Which brings us to their loudest album, Pathetique. Take the walls of guitar feedback and minimalist rhythm section from Les Rallizes DeNudes, take away any even remotely conventional melodies, add a more sinister tone, turn up the volume, and you arrive at this album. Listening to this music is akin to getting beat over the head repeatedly with your dad’s prehistoric oversized stereo system tuned to the static between radio stations. It takes a bit of endurance to make it through the whole way, but it is quite a harrowing experience if listened to in full.

The first half of Pathetique sounds a bit like a twisted version of a drunken doom metal band playing in their garage. The drums pound away slowly and without mercy on and on for long periods of time while Keiji Haino summons up some of the chunkiest and ugliest riffs ever conceived. The opener in particular sounds like some sort of a lost Khanate recording, only more pained and abstract. The second half of the album is made up of a single 45 minute long song in which Haino produces possibly the biggest sound I’ve ever heard from a guitar. It’s simply Merzbow-meets-My Bloody Valentine in a massive guitar wall that never really lets up the entire length of the track.
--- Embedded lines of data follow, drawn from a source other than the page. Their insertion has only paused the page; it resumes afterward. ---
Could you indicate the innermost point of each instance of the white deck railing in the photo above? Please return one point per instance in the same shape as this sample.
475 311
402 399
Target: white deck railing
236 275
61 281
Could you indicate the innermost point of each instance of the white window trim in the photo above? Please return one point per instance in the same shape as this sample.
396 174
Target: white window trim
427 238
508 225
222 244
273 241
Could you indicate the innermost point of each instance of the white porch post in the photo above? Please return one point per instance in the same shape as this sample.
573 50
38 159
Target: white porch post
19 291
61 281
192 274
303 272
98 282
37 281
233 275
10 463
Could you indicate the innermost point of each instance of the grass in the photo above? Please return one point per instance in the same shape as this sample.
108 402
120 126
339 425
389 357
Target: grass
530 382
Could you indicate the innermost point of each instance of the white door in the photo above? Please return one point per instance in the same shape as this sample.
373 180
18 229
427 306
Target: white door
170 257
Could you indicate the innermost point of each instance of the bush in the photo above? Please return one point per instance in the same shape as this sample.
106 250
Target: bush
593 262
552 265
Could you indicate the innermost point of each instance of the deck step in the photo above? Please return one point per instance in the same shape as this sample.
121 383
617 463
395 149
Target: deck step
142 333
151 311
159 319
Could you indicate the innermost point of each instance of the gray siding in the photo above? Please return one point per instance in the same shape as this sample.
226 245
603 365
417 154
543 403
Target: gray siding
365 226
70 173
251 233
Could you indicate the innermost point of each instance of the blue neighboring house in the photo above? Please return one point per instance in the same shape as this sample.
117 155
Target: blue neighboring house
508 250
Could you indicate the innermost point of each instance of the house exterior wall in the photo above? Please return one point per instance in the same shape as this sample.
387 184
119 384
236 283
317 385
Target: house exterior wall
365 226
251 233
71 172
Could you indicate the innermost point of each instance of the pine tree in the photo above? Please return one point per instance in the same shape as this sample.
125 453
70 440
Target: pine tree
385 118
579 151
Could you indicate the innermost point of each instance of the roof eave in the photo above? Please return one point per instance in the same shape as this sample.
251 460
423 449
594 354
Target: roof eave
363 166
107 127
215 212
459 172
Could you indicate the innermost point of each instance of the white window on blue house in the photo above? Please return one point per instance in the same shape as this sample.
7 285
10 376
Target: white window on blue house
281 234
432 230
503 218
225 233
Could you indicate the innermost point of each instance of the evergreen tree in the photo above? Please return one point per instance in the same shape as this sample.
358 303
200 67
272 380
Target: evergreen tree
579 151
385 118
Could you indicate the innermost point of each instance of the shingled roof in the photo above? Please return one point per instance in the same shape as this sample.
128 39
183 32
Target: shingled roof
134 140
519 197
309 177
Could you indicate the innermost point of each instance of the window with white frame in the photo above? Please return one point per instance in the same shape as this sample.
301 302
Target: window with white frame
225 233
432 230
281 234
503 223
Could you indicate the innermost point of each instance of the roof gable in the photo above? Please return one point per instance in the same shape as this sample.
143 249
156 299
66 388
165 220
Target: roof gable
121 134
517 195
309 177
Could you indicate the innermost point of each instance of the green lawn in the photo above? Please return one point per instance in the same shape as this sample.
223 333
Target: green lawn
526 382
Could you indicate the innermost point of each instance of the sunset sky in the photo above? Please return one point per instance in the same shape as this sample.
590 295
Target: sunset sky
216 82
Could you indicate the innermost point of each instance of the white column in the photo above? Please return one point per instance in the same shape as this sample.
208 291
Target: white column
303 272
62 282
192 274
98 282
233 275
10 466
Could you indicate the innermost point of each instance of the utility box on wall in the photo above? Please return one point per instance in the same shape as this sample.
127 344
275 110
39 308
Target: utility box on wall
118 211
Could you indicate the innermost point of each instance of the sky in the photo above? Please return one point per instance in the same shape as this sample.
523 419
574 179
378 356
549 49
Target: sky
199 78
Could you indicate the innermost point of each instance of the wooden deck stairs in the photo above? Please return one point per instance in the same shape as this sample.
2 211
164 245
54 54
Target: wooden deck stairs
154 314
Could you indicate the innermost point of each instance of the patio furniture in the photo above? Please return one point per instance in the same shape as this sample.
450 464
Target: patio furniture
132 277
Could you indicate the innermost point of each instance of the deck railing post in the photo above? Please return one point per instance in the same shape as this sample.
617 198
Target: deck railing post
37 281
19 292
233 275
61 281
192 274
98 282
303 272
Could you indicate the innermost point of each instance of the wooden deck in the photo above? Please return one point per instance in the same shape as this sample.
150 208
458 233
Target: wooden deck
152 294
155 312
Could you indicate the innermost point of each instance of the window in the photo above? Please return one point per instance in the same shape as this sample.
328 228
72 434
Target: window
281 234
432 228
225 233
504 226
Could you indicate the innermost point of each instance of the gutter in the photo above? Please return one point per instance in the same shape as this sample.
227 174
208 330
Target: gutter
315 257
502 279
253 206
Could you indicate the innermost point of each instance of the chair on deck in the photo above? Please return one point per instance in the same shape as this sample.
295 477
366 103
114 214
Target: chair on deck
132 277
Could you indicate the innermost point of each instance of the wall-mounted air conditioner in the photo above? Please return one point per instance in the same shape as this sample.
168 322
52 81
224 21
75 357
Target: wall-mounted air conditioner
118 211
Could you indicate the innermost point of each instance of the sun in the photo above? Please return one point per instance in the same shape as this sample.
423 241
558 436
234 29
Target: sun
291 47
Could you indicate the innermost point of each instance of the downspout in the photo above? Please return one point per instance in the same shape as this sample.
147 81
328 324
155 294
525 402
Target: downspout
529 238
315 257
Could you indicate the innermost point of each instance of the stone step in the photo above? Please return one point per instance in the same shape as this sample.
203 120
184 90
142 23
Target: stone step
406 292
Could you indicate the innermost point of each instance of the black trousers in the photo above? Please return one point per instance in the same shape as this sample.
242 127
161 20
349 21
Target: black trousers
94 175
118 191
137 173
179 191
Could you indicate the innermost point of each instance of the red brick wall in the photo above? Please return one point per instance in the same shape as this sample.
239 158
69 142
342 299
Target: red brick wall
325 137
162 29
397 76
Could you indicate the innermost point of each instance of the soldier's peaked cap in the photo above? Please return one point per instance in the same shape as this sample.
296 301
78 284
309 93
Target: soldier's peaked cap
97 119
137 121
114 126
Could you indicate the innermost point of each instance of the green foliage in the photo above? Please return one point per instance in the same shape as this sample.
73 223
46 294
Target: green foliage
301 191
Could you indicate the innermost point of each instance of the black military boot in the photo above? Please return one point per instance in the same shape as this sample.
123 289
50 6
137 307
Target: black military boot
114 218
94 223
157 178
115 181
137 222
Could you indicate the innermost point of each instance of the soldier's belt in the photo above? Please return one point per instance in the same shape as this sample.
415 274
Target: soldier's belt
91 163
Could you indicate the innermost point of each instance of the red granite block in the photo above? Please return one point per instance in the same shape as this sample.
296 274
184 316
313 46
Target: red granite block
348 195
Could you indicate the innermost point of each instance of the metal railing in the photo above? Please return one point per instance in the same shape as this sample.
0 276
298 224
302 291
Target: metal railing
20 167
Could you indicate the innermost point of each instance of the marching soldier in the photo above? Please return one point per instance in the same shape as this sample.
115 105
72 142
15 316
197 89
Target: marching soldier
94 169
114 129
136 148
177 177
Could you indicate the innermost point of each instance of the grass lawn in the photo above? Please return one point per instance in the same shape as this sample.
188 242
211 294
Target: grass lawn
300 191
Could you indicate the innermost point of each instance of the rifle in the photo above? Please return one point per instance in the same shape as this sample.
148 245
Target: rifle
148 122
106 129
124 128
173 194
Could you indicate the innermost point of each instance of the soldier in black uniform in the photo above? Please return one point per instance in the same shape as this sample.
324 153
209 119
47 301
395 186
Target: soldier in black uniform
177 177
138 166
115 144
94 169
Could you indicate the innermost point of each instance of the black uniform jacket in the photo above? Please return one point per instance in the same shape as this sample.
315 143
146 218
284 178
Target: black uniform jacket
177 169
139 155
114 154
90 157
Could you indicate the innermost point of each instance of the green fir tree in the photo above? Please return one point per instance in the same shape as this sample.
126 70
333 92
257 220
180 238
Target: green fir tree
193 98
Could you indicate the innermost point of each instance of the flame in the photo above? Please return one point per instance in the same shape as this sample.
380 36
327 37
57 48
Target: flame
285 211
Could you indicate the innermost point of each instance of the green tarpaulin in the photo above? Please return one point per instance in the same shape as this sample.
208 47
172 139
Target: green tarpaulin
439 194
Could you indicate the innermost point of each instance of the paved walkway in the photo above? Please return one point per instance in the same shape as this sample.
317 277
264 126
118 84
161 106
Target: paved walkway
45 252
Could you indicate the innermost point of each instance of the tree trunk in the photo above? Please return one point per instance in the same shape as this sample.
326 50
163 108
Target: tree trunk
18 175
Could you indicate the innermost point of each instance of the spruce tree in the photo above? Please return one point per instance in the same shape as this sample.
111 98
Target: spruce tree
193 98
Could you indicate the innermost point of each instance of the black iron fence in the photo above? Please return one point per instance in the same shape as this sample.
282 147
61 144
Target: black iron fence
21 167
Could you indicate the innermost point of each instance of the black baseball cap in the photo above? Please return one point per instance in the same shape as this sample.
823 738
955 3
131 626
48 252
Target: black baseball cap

Only the bravest of listeners will be able suffer through this noise rock gem, but isn’t that what the genre is all about? Check this album out to hear some of the best experimental guitar playing ever to come out of Japan, or anywhere.

March 7, 2007

The Oblivains: Play 9 Songs with Mr. Quintron

Filed under: Hype,Music — ihggy @ 9:41 pm

[Crypt; 1997]

This is the last record that Memphis trio the Oblivians ever released, which is unfortunate because it sees the band pushing the limits of their sound in a really bold and interesting way.  On The Oblivians Play 9 Songs with Mr. Quintron, the band (featuring New Orleans avant-garage organist/sleazemeister Quintron) isn’t so much a great garage-punk group with gospel and Memphis soul leanings as they are, for the most part, a full-on gospel-punk band. In fact, several of these songs are covers of traditional gospel tunes, filtered through dirt and distortion. In less capable hands, this move could have been very messy, but the Oblivs pull it off convincingly with tight, enthusiastic performances and impeccable song selection.
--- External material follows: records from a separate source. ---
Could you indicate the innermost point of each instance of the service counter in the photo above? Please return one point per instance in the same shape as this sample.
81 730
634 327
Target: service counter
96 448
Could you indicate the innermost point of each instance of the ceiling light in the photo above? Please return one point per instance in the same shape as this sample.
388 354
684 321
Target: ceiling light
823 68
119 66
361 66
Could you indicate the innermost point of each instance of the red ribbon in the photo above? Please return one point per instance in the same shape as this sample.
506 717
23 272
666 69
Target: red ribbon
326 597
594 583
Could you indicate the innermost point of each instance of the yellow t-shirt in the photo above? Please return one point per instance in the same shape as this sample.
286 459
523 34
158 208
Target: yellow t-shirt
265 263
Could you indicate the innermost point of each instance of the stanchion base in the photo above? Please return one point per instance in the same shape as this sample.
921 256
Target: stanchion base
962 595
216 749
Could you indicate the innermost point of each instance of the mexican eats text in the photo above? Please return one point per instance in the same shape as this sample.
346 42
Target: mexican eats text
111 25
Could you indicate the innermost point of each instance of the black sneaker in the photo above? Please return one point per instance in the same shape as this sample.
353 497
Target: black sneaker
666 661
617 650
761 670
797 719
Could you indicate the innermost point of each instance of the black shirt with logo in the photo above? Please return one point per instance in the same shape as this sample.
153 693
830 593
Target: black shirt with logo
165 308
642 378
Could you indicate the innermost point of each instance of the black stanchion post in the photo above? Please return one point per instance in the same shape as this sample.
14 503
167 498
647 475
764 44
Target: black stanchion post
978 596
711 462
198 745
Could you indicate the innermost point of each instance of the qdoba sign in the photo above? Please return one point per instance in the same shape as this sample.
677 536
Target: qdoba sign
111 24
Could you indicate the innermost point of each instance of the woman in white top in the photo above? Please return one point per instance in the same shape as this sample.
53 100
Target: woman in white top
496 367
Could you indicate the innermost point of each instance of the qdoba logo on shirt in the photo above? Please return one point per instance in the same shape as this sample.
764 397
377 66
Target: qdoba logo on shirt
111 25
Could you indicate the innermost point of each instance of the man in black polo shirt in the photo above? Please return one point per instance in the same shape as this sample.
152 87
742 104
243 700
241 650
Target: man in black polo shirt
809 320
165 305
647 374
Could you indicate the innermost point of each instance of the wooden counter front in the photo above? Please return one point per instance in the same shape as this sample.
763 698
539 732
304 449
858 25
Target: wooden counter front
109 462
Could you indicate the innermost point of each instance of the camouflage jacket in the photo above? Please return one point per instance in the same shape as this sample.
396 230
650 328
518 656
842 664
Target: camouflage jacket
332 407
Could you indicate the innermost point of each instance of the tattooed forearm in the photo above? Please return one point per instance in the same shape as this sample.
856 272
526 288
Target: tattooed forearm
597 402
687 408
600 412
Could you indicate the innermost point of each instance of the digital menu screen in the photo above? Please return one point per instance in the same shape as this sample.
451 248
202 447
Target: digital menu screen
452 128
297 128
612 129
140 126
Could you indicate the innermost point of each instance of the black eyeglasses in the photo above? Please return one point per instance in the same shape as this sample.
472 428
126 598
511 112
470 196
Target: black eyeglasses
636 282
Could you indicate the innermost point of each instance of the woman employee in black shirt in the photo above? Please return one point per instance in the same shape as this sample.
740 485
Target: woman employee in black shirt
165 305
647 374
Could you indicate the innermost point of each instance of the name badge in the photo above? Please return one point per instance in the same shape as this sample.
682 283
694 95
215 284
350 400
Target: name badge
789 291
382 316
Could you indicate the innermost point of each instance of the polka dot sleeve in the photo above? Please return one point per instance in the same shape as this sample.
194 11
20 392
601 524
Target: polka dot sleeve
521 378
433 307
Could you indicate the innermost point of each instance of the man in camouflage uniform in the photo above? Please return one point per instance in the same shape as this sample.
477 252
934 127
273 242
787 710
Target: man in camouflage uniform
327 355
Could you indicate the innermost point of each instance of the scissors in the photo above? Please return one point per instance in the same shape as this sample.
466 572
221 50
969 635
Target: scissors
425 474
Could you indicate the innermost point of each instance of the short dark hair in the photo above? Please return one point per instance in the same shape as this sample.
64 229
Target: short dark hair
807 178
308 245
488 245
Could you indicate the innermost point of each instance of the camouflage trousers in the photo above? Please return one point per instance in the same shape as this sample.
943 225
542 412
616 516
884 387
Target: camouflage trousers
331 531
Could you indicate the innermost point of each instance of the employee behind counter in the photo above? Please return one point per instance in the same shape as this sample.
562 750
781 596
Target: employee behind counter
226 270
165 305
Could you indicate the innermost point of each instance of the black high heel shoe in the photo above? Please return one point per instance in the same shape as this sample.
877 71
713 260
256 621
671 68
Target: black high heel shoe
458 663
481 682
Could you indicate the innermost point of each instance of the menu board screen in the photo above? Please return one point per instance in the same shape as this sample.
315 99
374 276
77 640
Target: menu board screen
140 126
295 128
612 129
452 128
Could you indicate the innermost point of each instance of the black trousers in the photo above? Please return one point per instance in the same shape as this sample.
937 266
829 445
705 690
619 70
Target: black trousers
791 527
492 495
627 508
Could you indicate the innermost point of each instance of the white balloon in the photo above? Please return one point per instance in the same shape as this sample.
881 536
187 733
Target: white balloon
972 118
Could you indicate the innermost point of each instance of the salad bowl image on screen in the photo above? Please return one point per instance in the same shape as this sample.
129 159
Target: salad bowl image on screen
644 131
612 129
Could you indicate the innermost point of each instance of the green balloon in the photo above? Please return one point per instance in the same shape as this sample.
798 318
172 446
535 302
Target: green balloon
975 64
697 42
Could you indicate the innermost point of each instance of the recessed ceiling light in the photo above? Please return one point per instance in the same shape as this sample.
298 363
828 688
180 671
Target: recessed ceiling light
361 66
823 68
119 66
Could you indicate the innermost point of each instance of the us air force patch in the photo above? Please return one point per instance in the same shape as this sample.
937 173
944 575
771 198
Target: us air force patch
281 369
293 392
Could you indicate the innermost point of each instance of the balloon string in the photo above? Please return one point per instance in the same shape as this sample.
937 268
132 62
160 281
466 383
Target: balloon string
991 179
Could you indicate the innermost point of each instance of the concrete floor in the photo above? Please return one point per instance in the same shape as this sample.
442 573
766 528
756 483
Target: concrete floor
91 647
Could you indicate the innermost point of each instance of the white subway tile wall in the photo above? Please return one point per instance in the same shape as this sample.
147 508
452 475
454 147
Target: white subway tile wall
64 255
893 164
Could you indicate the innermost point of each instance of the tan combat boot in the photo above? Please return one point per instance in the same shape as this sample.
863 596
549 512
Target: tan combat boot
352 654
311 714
“Feel All Right” and “What’s the Matter Now?” epitomize the album’s raucous side. All full of shuffling guitars and organ, handclaps on the offbeats, driving fuzzed-out bass, these two tracks are joyous — no, ecstatic — pieces of soul-stomp excellence. During the breakdown in the latter, when Greg Oblivian repeatedly shouts “The Holy Ghost… got me!!” you can’t help but believe him. That the band can remain so genuine, and not come off as “ironic,” while playing such overtly religious material is crucial, and really sets this record apart.
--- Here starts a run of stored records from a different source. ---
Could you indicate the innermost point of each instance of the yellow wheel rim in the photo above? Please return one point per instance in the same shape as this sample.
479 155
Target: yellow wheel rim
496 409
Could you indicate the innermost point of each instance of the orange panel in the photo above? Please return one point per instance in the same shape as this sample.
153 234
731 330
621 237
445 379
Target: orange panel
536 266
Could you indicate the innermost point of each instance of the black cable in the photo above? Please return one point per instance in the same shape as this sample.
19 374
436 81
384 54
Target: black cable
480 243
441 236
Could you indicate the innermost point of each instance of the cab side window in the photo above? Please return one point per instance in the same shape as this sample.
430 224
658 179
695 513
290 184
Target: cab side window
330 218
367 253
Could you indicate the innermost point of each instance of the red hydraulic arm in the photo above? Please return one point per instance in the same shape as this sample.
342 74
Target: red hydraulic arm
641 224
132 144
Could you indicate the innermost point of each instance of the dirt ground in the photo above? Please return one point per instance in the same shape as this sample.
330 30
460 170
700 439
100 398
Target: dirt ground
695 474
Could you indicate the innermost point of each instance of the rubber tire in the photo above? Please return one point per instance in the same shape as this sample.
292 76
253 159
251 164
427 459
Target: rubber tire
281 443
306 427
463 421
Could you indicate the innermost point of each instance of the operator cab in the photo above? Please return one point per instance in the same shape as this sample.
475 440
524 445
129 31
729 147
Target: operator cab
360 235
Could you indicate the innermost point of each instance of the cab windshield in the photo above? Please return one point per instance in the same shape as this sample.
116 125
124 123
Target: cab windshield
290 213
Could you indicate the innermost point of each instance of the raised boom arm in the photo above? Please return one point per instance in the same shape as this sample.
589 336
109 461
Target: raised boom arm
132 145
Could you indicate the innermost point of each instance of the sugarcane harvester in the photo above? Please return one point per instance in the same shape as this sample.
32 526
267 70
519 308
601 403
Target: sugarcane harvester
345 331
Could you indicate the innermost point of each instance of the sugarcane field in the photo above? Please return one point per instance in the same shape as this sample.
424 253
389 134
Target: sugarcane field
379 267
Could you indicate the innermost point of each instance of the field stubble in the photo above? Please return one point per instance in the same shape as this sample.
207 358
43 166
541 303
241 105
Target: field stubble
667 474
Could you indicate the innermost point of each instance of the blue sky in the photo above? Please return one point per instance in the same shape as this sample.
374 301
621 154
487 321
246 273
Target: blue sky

But Play 9 Songs isn’t all upbeat stomp. There are a few slower tunes thrown in to mix things up. These tunes may not be as boisterous as the others on the record, but they’re certainly as energetic, and carry the momentum of the record with ease. “Live the Life,” one of the most powerful cuts on the record, is a real organ-driven burner, garaunteed to make you get up and holler along.

It’s a real bummer that the band broke up shortly after this record was released, because it’s such a great example of a band taking a risk and succeeding in a huge way, and it makes me wonder what else the Oblivians were capable of. As it is, though, I’m extremely happy with this half-hour of music. It’s as fresh and exciting as anything I’ve heard in quite a while.